We live and visit here because it is still stunningly gorgeous and mostly unspoiled— truly one of the last great wild places.
But Lake Tahoe also has a sensitive and fragile ecosystem that has been in steady decline for many years — a decline that the TRPA has been unable or unwilling to stop, even under the old rules (the 1980 Bi-State Compact), which were much more stringent than those in the latest Regional Plan Update (RPU) which took effect in December of 2012.
The RPU has so many loopholes in it that the TRPA have been sued by the Tahoe Area Sierra Club and Friends of the West Shore for abdicating their duties as the lake’s guardians and environmental stewards.
You may think these conservation groups are sky-is-falling types, but I assure you that — as underfunded and understaffed as I know they are — they do not take the filing of lawsuits lightly.
Many of this RPU’s new provisions are, in their eyes, seriously and fundamentally wrong; it has become clear that, should development occur on the scale that’s being contemplated, future generations, and this area as a whole, will pay a steep price in declining air and water quality, increased pollution, and heavy traffic.

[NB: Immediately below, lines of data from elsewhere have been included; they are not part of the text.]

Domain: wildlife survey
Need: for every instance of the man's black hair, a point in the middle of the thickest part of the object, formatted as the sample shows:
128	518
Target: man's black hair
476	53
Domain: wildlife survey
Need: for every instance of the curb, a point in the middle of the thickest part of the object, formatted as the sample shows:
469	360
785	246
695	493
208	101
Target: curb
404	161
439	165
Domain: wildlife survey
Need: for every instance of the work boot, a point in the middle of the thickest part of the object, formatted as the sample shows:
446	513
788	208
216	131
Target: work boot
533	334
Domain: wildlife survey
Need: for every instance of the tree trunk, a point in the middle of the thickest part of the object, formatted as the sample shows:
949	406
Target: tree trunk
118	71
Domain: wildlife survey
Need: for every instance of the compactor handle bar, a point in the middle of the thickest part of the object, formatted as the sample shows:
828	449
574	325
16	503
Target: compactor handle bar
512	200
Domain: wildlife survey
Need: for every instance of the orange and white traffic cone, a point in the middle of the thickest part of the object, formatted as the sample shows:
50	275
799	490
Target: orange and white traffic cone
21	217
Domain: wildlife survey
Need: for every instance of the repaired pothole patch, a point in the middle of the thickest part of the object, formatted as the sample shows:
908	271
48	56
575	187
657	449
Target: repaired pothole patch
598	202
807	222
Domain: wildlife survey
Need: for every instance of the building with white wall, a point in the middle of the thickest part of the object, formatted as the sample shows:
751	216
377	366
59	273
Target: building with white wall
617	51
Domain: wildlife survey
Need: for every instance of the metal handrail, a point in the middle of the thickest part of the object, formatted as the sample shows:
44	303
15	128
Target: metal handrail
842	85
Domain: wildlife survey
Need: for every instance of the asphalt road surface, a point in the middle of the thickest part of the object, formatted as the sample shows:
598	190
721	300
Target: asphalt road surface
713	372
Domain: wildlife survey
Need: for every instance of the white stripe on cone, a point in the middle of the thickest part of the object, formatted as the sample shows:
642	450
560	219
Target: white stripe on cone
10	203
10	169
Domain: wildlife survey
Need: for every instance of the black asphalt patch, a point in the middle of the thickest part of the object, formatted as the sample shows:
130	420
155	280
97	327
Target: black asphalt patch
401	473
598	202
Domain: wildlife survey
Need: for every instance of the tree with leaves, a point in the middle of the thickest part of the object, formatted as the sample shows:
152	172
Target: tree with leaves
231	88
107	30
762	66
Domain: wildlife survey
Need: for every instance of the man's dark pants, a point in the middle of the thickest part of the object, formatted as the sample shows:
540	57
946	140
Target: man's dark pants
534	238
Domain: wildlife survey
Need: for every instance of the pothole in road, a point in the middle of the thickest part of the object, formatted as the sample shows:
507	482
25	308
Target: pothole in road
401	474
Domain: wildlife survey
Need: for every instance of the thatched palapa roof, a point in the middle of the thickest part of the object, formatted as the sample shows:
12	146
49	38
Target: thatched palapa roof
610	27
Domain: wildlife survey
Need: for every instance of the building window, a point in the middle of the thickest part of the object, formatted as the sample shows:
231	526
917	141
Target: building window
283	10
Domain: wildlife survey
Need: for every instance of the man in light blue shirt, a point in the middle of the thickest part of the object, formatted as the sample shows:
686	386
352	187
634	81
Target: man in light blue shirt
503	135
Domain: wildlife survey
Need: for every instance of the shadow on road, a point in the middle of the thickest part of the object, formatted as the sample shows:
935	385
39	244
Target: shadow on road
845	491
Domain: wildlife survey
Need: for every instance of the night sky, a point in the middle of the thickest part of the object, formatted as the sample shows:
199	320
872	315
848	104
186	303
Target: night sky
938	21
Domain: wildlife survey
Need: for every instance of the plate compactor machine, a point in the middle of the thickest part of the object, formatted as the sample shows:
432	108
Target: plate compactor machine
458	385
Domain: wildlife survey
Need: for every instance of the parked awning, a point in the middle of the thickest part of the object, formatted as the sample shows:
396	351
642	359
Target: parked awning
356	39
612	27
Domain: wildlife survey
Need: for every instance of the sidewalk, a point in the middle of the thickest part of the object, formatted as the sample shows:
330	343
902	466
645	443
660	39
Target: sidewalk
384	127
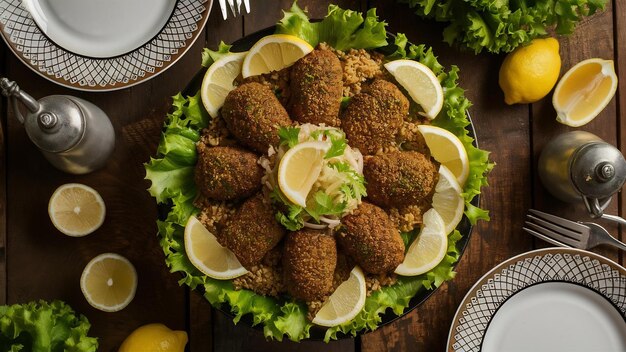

Those are changes nobody wants.
Some of the projects in the works include Homewood, the “Epic Adventure” park at Heavenly Valley, Squaw Valley/Olympic Valley, the Diamond Peak Master Plan, Boulder Bay, and of course Martis Valley West — and this is not by any means an exhaustive list.
The assumption that somehow the TRPA will be able to “mitigate” or “manage” the ongoing and increasingly severe environmental stresses and degradation brought on by these myriad large projects is simply a pipe dream.
We need to get real — to stop assuming things will be OK no matter what, and start thinking about what this volume of new development is going to do to the short- and long-term health of this region and its inhabitants.
If developers and our governing entities begin to focus on redevelopment (or limited new development in areas with existing infrastructure) rather than creating large new tracts on forested ridgelines and in other ecologically sensitive and undeveloped areas, it will be a step in the right direction — and then they’ll be coming up with changes we can all live with.
Coral Amende is an Incline Village resident.